3. The ISM gain was led by employment (58.6 to 60.4 - best since December 1983) in the same month that ADP manufacturing fell 6,000 (second decline in a row - it was -11k in July when ISM employment was 58.6, so clearly the latter is proving to be, at least for now, an unreliable labour market barometer). Production also ticked up to 59.9 from 57.0 and inventories rose to 51.4 from 50.2. These are all coincident indicators, as an aside (but an important aside).

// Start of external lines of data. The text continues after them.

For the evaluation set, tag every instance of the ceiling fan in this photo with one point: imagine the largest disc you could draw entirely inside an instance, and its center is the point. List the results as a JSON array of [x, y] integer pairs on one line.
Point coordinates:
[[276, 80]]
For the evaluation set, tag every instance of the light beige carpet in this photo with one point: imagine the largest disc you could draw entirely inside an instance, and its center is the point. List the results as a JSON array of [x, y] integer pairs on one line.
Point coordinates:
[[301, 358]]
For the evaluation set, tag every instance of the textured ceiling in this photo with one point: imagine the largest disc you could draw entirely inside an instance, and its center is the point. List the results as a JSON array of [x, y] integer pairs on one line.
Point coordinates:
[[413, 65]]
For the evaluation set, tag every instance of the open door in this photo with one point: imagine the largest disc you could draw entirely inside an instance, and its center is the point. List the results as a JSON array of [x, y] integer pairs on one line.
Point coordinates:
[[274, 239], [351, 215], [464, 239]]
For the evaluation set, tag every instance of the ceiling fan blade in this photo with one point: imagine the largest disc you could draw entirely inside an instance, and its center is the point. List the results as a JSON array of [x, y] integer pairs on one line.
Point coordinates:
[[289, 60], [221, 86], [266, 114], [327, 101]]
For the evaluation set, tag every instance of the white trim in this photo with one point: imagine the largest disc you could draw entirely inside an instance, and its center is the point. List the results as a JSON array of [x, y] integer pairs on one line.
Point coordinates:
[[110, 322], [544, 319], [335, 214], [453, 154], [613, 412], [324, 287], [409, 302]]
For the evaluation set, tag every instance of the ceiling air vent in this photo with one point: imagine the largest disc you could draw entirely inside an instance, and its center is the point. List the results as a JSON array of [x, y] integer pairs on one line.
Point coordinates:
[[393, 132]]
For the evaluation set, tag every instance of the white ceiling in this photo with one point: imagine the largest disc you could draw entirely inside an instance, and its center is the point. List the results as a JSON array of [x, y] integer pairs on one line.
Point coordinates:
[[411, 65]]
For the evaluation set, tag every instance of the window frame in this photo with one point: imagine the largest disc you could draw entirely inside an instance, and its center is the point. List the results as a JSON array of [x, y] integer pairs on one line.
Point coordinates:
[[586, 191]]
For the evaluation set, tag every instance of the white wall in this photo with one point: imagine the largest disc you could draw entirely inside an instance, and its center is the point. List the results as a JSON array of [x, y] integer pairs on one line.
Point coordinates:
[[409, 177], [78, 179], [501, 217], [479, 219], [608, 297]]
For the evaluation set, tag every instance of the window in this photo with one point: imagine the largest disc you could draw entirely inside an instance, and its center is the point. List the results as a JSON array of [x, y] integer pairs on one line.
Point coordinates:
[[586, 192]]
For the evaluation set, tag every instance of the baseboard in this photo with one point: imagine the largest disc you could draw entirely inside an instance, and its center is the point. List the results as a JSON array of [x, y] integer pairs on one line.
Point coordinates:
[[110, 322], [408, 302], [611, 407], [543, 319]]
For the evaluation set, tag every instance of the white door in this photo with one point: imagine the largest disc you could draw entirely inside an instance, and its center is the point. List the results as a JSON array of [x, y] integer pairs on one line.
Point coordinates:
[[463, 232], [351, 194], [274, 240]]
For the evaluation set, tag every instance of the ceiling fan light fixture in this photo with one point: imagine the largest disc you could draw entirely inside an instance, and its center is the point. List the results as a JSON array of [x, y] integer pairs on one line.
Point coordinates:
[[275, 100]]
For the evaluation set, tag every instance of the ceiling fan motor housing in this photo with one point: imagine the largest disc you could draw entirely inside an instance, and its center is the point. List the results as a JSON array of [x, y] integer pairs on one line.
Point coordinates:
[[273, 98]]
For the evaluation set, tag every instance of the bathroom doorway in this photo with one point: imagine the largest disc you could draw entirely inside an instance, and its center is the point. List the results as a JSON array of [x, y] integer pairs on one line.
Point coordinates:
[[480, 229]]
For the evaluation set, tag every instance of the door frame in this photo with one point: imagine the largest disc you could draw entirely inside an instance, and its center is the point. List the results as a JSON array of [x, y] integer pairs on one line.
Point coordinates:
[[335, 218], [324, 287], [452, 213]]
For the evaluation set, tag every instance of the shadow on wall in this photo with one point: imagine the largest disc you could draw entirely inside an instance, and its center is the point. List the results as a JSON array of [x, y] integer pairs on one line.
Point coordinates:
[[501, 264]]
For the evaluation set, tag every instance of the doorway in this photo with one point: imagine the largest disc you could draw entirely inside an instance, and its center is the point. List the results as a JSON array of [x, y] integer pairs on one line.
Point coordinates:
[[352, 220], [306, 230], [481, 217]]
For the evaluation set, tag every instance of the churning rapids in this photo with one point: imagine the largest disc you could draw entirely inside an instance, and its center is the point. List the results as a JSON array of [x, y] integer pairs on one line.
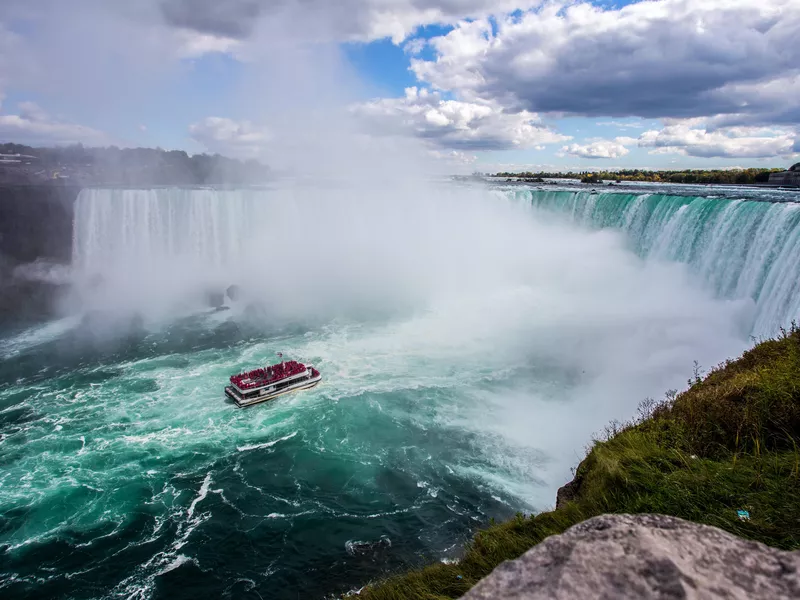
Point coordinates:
[[471, 342]]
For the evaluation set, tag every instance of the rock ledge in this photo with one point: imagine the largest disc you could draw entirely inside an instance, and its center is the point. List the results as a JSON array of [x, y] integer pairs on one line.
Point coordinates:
[[643, 557]]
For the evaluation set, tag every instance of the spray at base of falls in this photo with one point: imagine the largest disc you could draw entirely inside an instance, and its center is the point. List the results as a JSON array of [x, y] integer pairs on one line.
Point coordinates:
[[470, 347]]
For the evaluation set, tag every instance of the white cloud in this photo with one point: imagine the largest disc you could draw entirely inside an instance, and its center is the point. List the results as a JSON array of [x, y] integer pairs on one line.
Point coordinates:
[[414, 46], [599, 148], [455, 124], [361, 20], [692, 138], [240, 139], [620, 124], [192, 44], [663, 58], [33, 126]]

4. According to the ISM, 76% of the manufacturers surveyed said that their customer inventory levels were either “too high” or “about right". At the turn of the year, just ahead of the big inventory swing that bolstered the GDP data, this metric was sitting at 60%. As a result, it would be folly to assume that the inventory and production categories will contribute to further ISM increases in the near- and intermediate-term. Norbert Ore, who presides over the ISM survey, had this to say about inventories: “If the inventory build isn't voluntary then we have a huge issue on our hands.”

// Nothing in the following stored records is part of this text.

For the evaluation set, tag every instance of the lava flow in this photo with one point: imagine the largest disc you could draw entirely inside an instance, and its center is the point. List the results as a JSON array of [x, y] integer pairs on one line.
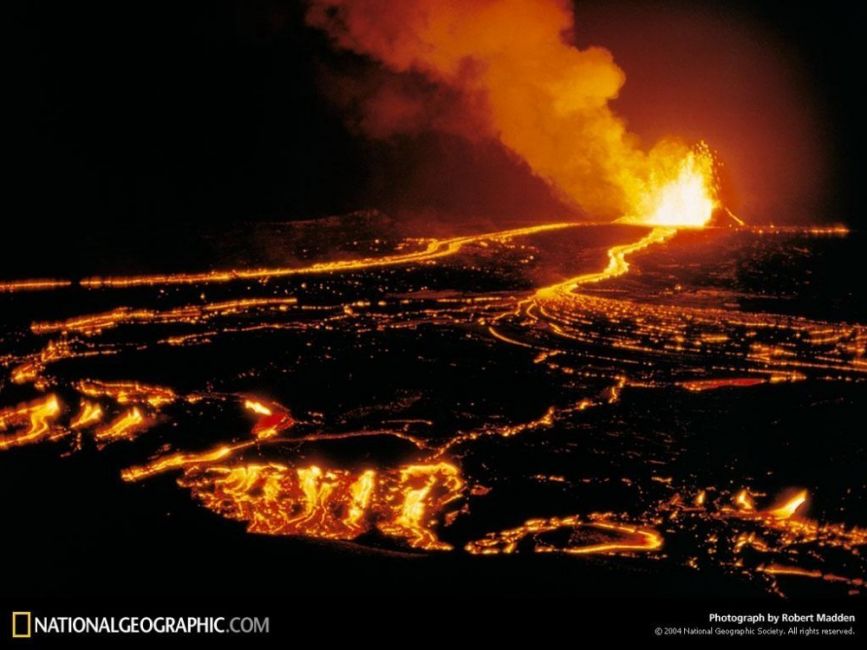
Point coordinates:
[[178, 379]]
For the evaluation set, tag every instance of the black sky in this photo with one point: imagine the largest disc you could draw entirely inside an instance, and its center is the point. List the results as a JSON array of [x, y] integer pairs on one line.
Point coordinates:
[[128, 114]]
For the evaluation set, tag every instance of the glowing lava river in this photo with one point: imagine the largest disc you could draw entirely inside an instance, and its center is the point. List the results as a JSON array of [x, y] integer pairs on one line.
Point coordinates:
[[643, 393]]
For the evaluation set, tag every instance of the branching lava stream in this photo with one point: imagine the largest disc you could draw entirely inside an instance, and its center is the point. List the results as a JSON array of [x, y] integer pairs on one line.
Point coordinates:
[[212, 393]]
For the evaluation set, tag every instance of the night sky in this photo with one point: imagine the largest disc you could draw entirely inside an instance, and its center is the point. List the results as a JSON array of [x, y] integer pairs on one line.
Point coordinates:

5. Meanwhile, the more forward-looking components dropped, though were hardly a disaster. But orders slipped for the third month in a row, to 53.1 from 53.5 in July, 58.5 in June and 65.7 in both April and May. That is still a sharp squeeze in the growth rate of capital goods-related order books. At 53.1, ISM orders index is down to levels last seen in June 2009 (but when they were rising in “green shooty” fashion).

6.Backlogs were down as well, to 51.5 from 54.5 in July, 57.0 in June and 59.5 in May (and peaked in February at 61.0). At 51.5, order backlogs stand at their low-water mark of the year.

7. Supplier deliveries (measure of production bottlenecks) eased for the fifth month in a row — to 56.6 from 58.3 in July and well off the March peak of 64.9.

8. Looking at five decades worth of data, the share of the time in which we see orders, backlogs and vendor deliveries all decline in tandem, and the headline ISM index rise, is the grand total of 1%. No wonder equities rallied so much — we just witnessed a 1-in-100 event! Bring your camera.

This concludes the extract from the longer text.